On Thursday, in response to a question about whether the U.S. would support such actions, Biden replied during a White House briefing, “We’re discussing that,” though he quickly added, “There’s nothing going to happen today.”
Following Biden’s remarks, West Texas Intermediate (WTI), the U.S. oil benchmark, surged by 5.5%. The sudden spike highlighted the market’s sensitivity to geopolitical developments, particularly in the Middle East, a key region for global oil production.
On Friday, Biden appeared more direct in discouraging potential attacks on Iranian oil infrastructure. He stated, “The Israelis have not concluded what they’re going to do in terms of a strike. That’s under discussion. If I were in their shoes, I’d be thinking about other alternatives than striking oil fields.”
The president’s comments come amid an intensifying conflict in the region following Israel’s retaliation to the Oct. 7 attacks.

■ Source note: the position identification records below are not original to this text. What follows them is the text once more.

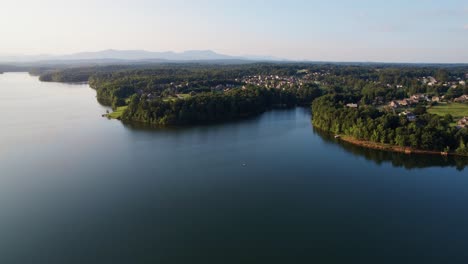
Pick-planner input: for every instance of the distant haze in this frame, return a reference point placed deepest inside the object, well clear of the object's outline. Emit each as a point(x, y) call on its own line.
point(334, 30)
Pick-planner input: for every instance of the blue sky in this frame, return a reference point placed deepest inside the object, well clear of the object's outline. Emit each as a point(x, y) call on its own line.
point(333, 30)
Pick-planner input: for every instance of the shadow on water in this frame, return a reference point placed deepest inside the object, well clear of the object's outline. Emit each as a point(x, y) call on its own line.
point(415, 161)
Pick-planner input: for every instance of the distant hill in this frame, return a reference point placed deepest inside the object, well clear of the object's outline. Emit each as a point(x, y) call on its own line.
point(132, 56)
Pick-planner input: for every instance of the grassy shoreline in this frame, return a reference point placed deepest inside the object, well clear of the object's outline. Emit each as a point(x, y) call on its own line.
point(394, 148)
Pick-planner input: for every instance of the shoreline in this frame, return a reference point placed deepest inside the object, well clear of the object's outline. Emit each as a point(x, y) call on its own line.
point(393, 148)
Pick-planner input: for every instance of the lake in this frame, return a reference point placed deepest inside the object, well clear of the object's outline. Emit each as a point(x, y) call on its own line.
point(78, 188)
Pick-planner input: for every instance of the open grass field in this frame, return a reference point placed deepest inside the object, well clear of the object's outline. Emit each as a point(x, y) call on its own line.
point(117, 113)
point(457, 110)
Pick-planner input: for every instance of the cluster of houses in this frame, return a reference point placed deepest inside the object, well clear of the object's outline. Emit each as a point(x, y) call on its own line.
point(413, 100)
point(272, 81)
point(462, 123)
point(223, 88)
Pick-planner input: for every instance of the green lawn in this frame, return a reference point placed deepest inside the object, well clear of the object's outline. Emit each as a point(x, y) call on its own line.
point(117, 113)
point(457, 110)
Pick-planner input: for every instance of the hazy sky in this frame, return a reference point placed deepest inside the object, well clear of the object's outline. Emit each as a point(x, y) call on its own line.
point(332, 30)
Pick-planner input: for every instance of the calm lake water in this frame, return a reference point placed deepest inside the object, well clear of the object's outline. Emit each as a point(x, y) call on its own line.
point(78, 188)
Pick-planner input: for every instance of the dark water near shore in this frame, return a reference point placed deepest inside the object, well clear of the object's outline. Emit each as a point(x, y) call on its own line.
point(77, 188)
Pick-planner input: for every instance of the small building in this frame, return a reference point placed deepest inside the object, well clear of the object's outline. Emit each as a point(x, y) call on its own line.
point(410, 116)
point(461, 99)
point(462, 122)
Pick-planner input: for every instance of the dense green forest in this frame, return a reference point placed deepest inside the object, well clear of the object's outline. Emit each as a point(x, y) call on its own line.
point(429, 132)
point(186, 94)
point(210, 107)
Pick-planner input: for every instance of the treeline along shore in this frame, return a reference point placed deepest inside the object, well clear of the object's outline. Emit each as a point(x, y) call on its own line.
point(384, 106)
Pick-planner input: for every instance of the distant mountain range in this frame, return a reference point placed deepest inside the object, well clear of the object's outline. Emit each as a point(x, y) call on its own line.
point(109, 56)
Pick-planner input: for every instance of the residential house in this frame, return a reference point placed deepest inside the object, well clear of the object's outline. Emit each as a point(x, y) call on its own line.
point(410, 116)
point(462, 122)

While Israeli bombardments of Gaza have had limited impacts on the oil market over the past year, Biden’s remarks signal a new layer of complexity in the already volatile situation. The region has seen further escalation, including an Israeli incursion into Lebanon that resulted in the death of Hezbollah leader Hassan Nasrallah and a retaliatory missile strike by Iran earlier this week.
The potential for Israeli actions to impact Iran’s oil production could have far-reaching consequences. Iran, the world’s seventh-largest oil producer, pumps around 4 million barrels of oil per day. While the U.S. does not directly rely on Iranian oil, the global nature of the oil market means any disruption in Iranian supply could still impact American consumers.
“If that market lost supplies of Iranian oil, it affects the consumer because worldwide prices rise, and the U.S. has become a major supplier to the world,” said Andy Lipow, president of consulting firm Lipow Oil Associates, LLC.
Lipow emphasized that the U.S. economy is tied to global oil prices, and any disruption in the flow of Iranian oil would likely lead to higher prices at American gas pumps.
The oil market has been relatively stable in the past year despite regional conflicts, particularly when compared to the significant price spikes following Russia’s 2022 invasion of Ukraine. That conflict sent gas prices soaring to record highs across the globe.
However, with tensions in the Middle East intensifying and the possibility of direct impacts on Iranian oil production, experts warn that American consumers could see renewed volatility in fuel costs if the situation escalates further.